We could use this function like this:

//Let's use String as the token type, Character as the
//character type, and Iterable as the stream type.

//input a stream of characters
{Character*} input = ... ;

//and some token grammar
Grammar grammar = ... ;

//get back a stream of Strings
{String*} tokens =
        scan<Character, String, Iterable>
            (grammar, input, String,
                    //Note: a generic anonymous function! 
                    <Elem>({Elem*} elems) => elems);

Or like this:

//use LinkedList as the stream type
import ceylon.collection { LinkedList }

//we don't need Unicode support, so let's use
//Ceylon's 8-bit Byte as our character type
alias Char => Byte;

//define our own token type
class BasicToken(LinkedList<Char> charList) {
    string => String { for (b in charList) 
                       b.unsigned.character };
}

//input a linked list of characters
LinkedList<Char> input = ... ;

//and some token grammar
Grammar grammar = ... ;

//get back a linked list of BasicTokens
LinkedList<BasicToken> tokens =
        scan<Char, BasicToken, LinkedList>
            (grammar, input, BasicToken,
                    //Note: a generic function ref! 
                    LinkedList);

As you can see, our parsing algorithm is now almost completely abstracted away from the concrete types we want to use!

Compiling this code

In Ceylon 1.2, programming with type functions is an experimental feature that only works in conjunction with the JavaScript backend. So you can run code that uses type functions on a JavaScript virtual machine, but not on the JVM. This is something we're inviting you to play with to see if the whole community agrees it is useful. But right now it's not covered in the language specification, and it's not supported by the Java backend.

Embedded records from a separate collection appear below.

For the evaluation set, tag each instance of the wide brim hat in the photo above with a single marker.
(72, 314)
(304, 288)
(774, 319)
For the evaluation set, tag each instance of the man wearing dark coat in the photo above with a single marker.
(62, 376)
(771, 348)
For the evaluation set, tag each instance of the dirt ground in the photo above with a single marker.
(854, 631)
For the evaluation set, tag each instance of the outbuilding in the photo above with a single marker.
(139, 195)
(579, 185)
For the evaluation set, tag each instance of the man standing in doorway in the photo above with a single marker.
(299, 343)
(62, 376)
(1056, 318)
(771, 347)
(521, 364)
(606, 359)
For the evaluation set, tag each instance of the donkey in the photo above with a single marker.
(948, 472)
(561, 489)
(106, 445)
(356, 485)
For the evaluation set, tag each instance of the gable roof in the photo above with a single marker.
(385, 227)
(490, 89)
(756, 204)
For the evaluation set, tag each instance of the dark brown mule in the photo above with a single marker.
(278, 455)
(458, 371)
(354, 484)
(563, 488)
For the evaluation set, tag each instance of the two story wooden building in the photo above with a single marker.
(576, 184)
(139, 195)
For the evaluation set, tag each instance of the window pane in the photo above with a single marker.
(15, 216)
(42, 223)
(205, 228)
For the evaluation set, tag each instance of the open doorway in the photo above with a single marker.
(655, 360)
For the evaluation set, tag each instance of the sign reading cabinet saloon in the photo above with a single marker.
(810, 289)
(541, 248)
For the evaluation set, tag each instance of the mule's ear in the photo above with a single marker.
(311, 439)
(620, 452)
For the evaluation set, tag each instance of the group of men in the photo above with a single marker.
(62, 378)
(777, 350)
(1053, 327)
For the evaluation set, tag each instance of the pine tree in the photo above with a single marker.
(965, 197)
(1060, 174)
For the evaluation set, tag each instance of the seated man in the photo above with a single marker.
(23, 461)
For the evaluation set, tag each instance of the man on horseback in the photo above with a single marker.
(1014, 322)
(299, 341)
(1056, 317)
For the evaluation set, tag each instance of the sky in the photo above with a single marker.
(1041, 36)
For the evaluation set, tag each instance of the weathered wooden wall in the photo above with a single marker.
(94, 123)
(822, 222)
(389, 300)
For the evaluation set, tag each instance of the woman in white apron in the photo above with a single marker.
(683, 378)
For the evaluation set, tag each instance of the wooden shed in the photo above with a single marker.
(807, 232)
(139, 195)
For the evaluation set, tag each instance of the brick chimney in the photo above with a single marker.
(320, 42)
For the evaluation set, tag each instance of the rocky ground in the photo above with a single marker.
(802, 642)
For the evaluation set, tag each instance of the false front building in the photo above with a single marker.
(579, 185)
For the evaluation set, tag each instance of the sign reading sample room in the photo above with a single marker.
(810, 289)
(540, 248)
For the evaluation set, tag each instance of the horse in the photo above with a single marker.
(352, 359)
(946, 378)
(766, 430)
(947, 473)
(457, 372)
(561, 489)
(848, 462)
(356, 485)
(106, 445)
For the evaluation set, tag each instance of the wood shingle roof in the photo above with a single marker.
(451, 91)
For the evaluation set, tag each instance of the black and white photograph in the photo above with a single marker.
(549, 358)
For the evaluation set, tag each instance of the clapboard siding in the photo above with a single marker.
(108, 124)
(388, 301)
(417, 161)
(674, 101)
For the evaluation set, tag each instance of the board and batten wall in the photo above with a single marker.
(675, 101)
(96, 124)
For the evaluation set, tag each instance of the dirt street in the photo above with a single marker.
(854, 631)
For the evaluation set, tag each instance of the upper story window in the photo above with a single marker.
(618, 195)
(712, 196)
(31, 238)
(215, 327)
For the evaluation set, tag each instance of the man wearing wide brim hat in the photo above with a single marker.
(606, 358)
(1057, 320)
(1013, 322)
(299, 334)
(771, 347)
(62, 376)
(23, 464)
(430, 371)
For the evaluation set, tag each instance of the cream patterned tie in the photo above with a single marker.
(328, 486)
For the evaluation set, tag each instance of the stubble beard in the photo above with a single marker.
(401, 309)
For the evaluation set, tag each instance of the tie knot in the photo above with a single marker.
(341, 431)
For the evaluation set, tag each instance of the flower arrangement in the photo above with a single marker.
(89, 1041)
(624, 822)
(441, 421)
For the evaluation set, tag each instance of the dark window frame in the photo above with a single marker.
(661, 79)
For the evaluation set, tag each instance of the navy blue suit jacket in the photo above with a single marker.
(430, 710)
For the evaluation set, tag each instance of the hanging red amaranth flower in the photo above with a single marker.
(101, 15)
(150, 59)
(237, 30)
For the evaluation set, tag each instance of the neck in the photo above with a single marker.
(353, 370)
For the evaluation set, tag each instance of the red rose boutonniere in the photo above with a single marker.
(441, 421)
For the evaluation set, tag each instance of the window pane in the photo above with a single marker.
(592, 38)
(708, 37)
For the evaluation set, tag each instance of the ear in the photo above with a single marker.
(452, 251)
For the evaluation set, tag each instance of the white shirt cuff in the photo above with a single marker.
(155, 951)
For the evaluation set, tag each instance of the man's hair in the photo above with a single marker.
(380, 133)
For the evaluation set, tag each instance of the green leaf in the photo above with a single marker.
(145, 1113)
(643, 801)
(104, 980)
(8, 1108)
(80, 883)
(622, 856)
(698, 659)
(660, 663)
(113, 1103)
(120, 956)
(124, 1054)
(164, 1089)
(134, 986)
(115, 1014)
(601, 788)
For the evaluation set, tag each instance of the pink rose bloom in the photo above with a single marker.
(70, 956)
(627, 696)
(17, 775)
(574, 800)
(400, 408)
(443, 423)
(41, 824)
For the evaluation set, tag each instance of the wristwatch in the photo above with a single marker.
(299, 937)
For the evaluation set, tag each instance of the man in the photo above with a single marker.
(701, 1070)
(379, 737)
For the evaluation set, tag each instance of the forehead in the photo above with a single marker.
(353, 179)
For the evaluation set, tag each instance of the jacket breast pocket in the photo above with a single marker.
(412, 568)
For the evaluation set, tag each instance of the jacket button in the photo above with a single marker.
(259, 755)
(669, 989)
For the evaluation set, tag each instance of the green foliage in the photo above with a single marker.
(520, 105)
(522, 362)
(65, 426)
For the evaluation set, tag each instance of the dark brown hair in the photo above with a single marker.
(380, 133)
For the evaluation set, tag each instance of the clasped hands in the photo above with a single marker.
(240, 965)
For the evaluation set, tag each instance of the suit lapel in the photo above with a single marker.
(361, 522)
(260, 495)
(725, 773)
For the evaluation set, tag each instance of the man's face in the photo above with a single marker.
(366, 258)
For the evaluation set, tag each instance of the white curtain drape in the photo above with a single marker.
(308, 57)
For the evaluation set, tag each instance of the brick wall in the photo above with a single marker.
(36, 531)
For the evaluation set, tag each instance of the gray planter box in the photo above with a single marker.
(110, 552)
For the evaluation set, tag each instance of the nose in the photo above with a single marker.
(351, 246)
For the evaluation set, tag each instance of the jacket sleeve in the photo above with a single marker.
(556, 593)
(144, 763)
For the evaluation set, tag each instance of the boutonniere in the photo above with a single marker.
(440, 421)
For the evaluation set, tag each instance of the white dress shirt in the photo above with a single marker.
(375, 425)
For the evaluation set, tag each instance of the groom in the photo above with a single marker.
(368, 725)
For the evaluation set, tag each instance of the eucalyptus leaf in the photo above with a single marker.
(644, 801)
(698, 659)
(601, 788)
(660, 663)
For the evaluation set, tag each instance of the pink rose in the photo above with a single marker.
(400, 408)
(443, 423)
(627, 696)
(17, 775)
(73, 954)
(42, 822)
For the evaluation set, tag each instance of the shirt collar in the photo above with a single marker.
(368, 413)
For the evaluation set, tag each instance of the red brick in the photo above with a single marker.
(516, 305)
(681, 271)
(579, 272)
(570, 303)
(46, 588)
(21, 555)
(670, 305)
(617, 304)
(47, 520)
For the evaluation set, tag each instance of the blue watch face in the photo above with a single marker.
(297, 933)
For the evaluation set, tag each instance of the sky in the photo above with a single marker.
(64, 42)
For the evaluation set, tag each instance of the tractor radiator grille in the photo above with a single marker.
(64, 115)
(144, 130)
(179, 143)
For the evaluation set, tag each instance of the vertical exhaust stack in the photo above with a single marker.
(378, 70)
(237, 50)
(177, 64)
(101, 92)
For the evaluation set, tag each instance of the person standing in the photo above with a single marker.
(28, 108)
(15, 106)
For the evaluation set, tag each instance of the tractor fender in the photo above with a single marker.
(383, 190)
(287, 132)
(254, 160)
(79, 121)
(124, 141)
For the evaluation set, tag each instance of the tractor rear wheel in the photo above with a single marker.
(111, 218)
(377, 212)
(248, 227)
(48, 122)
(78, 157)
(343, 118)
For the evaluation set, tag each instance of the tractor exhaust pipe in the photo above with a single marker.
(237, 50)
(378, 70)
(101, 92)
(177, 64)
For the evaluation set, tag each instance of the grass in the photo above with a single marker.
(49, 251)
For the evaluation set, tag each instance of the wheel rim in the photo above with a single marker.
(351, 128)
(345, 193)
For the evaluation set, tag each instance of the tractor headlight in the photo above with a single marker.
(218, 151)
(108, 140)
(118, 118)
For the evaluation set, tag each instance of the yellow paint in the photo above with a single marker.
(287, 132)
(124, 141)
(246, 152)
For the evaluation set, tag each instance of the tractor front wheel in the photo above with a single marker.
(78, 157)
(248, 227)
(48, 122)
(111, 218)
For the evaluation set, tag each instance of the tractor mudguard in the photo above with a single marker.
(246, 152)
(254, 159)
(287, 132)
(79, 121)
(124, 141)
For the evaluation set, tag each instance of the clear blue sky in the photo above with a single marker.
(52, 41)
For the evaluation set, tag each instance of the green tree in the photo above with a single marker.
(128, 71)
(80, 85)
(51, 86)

The typechecker itself supports extremely sophisticated reasoning about higher order and higher rank types. Type functions are fully integrated with Ceylon's powerful system of subtype polymorphism, including with union and intersection types, and with type inference and type argument inference. There's even limited support for type function inference! And there's no arbitrary upper limits here; not only rank-2 but arbitrary rank types are supported.

If there's enough interest, I'll cover that material in a future post.